Generally, the downstream portion contains fiber having an average
diameter or cross-section greater than the average diameter of the
media fiber in the upstream portion. The upstream portion may
comprise, for example, glass fiber, scaffold fiber, or bicomponent
fiber. In some embodiments, the downstream portion comprises
cellulose, polymeric fibers such as polyester, or a combination
thereof.
[0095] In one embodiment, the upstream portion contains media fiber
having an average diameter of less than 10 microns based upon total
fiber count; and the downstream portion contains media fiber having
an average diameter different than the average diameter of the
media fiber in the upstream portion; wherein the mode pore size of
the upstream portion is at least 20 percent greater than the mode
pore size of the downstream portion; and wherein the mean flow pore
size of the media in the upstream portion is less than 90 percent
of the mean pore flow size of the media in the downstream
portion.
[0096] In some embodiments, the filter for filtering liquids
comprises an upstream portion comprising media having a porosity of
at least 50 percent, the media comprising a media fiber and a
scaffold fiber having an average diameter greater than the media
fiber; and a downstream portion comprising cellulose. The upstream
portion may comprise carbon or glass fiber. In one embodiment, the
media fiber of the upstream portion has an average diameter of less
than 5 microns. In another embodiment, the media fiber of the
upstream portion has an average diameter of less than 15 microns.

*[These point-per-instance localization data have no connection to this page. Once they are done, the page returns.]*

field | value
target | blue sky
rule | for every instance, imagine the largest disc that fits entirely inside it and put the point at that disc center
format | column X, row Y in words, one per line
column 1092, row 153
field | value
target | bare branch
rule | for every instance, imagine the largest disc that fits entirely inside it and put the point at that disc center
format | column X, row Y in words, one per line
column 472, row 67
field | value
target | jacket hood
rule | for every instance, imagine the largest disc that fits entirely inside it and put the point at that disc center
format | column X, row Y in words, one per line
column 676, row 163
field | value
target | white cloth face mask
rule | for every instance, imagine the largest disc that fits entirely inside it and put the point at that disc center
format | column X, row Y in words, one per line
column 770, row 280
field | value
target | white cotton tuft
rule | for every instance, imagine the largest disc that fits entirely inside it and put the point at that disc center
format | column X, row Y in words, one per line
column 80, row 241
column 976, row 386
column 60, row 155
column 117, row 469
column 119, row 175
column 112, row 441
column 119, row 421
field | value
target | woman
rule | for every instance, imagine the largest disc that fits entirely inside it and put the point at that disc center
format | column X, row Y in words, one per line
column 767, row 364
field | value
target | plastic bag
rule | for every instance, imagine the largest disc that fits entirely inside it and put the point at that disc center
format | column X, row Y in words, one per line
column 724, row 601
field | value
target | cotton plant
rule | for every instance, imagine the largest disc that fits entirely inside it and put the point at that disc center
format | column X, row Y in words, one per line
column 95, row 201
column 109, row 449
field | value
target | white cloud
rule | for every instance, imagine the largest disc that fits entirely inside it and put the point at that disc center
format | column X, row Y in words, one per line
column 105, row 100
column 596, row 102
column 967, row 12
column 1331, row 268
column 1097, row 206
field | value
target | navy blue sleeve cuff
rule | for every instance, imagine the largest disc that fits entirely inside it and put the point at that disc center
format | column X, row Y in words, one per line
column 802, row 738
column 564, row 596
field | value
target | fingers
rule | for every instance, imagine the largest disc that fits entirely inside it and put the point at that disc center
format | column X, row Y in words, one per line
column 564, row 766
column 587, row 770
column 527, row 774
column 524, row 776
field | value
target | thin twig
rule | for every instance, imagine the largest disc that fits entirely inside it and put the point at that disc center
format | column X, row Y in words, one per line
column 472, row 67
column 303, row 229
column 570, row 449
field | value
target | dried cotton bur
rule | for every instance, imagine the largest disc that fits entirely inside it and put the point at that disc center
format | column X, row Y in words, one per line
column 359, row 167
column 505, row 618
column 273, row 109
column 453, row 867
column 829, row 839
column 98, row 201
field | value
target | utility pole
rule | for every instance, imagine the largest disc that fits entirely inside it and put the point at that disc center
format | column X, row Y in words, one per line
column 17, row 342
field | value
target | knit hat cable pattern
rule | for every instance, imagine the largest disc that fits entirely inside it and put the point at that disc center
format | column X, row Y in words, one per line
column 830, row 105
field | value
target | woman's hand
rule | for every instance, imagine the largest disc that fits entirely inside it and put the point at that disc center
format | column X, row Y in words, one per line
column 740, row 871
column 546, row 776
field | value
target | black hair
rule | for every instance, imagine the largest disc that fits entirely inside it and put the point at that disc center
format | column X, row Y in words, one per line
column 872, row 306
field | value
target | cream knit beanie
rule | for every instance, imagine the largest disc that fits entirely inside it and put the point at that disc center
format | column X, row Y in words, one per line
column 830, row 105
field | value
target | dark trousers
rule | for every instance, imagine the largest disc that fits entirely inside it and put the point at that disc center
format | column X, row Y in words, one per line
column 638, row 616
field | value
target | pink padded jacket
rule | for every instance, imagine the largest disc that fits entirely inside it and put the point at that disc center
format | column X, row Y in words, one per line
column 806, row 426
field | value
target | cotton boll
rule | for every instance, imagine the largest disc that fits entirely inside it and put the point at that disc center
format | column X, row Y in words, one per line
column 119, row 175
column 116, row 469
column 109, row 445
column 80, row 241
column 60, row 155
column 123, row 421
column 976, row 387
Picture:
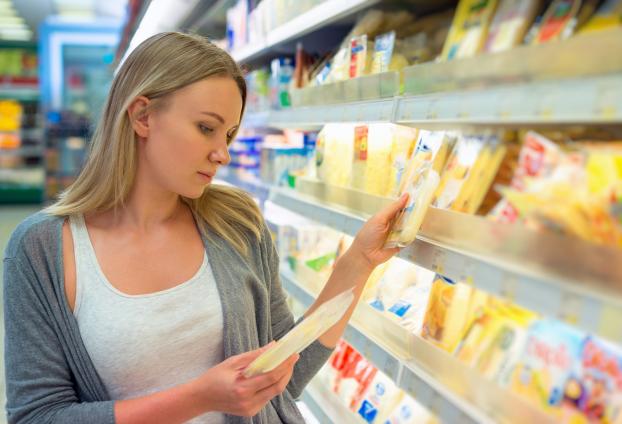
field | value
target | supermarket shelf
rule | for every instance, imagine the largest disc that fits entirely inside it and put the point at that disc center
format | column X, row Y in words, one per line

In some embodiments, the mode pore size of the upstream portion is
greater than the mode pore size of the downstream portion. For
example, the mode pore size of the upstream portion may be at least
20 percent or at least 40 percent greater than the mode pore size
of the downstream portion.
[0097] In another embodiment, the invention is directed to a filter
media comprising an upstream portion containing fibers selected
from carbon and meltblown fibers; and a downstream portion
comprising cellulose; wherein the mode pore size of the upstream
portion is at least 20 percent greater than the mode pore size of
the downstream portion; and wherein the mean flow pore size of the
upstream portion is less than 90 percent of the mean pore flow size
of the downstream portion. It will be appreciated that the
downstream portion may contain fiber having an average diameter
greater than the average diameter of the media fiber in the
upstream portion. In some embodiments, the mode pore size of the
upstream portion is greater than the mode pore size of the
downstream portion. For example, the mode pore size of the upstream
portion may be at least 40 percent greater or at least 60 percent
greater than the mode pore size of the downstream portion. In some
embodiments the mean flow pore size of the upstream portion is less
than the mean pore flow size of the downstream portion. For
example, the mean flow pore size of the upstream portion may be
less than 70 percent or 50 percent of the mean pore flow size of
the downstream portion.
[0098] In some embodiments, the upstream fitter portion loads fuel
degradation products at a level of capture of at 50 percent greater
than the downstream filter portion. In some embodiments, the first
filter portion loads fuel degradation products at a level of
capture of at least 100 percent greater than the second filter
portion. In some embodiments, the first filter portion loads fuel
degradation products at a level of capture of at least 200 percent
greater than the second filter portion. The percentage may be
normalized for media volume or for media surface area.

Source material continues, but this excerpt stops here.